From 1d7b9ed2e6830e5d28f73f75e75aa235d40a65f4 Mon Sep 17 00:00:00 2001
From: Julian Elischer <julian@FreeBSD.org>
Date: Mon, 29 Jul 2002 18:33:32 +0000
Subject: [PATCH] Create a new thread state to describe threads that would be
 ready to run except for the fact tha they are presently swapped out. Also add
 a process flag to indicate that the process has started the struggle to swap
 back in.

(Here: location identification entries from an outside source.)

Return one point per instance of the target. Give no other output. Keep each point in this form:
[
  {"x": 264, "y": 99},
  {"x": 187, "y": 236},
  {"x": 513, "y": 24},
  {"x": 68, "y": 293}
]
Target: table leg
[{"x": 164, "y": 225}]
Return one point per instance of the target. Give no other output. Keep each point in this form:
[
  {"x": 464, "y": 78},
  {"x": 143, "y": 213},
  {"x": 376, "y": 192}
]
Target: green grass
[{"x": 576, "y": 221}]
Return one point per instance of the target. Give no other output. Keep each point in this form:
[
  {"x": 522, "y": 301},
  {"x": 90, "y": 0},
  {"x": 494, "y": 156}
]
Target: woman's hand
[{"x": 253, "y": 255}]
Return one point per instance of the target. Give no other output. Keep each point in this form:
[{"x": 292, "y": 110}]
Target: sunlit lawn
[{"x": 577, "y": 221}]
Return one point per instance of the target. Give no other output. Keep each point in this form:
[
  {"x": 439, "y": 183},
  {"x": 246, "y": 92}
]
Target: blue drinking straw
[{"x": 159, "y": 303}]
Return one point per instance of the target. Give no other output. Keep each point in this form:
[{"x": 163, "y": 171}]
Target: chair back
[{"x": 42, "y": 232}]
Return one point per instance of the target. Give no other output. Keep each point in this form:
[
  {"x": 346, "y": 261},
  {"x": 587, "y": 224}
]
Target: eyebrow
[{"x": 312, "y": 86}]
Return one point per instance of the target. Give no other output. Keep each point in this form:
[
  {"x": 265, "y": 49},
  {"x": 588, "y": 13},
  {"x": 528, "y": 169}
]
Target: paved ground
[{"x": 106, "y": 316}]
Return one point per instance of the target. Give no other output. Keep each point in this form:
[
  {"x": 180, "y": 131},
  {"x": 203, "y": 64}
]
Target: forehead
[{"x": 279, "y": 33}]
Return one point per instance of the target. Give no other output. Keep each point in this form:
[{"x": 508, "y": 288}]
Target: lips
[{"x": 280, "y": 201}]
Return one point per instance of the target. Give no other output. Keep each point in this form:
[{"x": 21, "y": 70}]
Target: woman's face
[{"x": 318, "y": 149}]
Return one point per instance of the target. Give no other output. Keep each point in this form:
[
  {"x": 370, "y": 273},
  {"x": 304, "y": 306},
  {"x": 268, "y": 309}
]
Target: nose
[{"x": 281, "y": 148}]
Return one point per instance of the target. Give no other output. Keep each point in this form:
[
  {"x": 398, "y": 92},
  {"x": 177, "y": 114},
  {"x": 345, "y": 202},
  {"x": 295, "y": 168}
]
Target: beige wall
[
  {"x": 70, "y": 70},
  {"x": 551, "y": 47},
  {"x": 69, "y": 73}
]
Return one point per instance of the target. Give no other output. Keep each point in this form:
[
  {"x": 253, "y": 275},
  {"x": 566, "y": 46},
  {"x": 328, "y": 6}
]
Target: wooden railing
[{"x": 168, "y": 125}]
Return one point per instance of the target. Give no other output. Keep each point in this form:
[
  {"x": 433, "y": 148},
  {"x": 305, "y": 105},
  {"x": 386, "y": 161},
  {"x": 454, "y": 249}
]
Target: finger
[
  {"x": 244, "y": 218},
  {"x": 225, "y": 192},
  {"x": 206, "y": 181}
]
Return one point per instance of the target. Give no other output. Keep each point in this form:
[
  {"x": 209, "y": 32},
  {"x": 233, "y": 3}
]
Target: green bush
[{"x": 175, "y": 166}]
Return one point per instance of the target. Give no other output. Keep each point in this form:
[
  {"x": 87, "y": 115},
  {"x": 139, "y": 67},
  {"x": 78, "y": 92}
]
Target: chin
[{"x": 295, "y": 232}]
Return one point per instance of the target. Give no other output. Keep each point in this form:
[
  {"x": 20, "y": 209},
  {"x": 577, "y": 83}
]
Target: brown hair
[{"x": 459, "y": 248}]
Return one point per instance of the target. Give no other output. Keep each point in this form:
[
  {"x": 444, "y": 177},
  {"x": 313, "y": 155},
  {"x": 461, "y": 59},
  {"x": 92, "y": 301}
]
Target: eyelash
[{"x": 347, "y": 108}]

This will be  needed for the case where multiple threads start the
 swapin action top a collision. Also add code to stop a process fropm being
 swapped out if one of the threads in this process is actually off running on
 another CPU.. that might hurt...

Submitted by:	Seigo Tanimura <tanimura@r.dl.itc.u-tokyo.ac.jp>
---
 sys/fs/procfs/procfs_ctl.c |  2 +
 sys/kern/kern_condvar.c    |  1 +
 sys/kern/kern_synch.c      |  7 ++--
 sys/sys/proc.h             |  9 ++++-
 sys/vm/vm_glue.c           | 82 ++++++++++++++++++++++++++++++--------
 5 files changed, 80 insertions(+), 21 deletions(-)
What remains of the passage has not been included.